The Italian Earthquake

Italy is known for severe earthquakes from time to time, and as Paul noted yesterday, Italy’s voters just delivered an 8.0 magnitude political earthquake. As the dust settles, it is clear this was no mere minor swing in the vote.  Henry Olsen (our podcast guest last week discussing populism in Europe) notes today:

Italy had every reason to change course. Its economy has been stagnant for years. Neither centre-right nor centre-left seemed to have real answers, and the two leaders of those parties – Silvio Berlusconi and Matteo Renzi – had both been rejected by Italian voters in some fashion in the past. Italians were in the mood for a change, and the traditional parties presented figures from the not-so-happy past. That’s not a recipe for success.

The downfall of the centre-right and centre-left has been swift. In the 2008 election, those parties received over 70% of the vote. Along with centrist and Christian Democratic parties, the Italian establishment got over 80%. The total for those parties dropped to 57% in 2013, and plummeted to only 36.5% on Sunday.
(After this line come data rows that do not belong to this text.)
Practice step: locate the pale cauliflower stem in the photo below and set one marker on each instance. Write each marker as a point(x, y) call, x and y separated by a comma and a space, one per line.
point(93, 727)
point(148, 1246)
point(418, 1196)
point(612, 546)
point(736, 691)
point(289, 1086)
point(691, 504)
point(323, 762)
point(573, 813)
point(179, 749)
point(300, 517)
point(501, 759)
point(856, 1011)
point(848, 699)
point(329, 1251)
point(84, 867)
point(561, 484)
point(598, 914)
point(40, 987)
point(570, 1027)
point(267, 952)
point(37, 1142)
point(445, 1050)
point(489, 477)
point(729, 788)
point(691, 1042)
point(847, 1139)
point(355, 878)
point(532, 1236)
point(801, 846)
Most striking to me is this map of the vote distribution geographically, with the richer north voting for one center-right party (as they have always tended to do), and the poorer south, previously a bastion for center-left parties, voting for the new populist Five-Star party. Looks a lot like Trump’s map in the U.S., no? As in the U.S., the left-leaning vote is increasingly concentrated in a few urban areas. This comes after Italy had precipitously increased the number of migrants it admitted over the last five years. Gee, I wonder if there was any connection?

Angelo Codevilla notes over at American Greatness that Trump was in a sense on the ballot in Italy:

In Italy as elsewhere, the Trump effect is more about attitudes than government programs.  . .  The entire world has been infected by what Renzi calls a “populist virus,” which first manifested itself in the British people’s decision to leave the European Union and whose virulence elected Donald Trump. That same “virus” now has spread to Italy. There was nothing that Renzi or anyone else could have done to stop it. Of course, one could just as easily argue that the populism Renzi and his comrades despise isn’t a disease so much as a much-needed cure.

The truth, however, has nothing to do with any “ism” or with Trump: when voters are ruled by officials and associated corporate types who despise them, sooner or later they will find ways of returning the favor.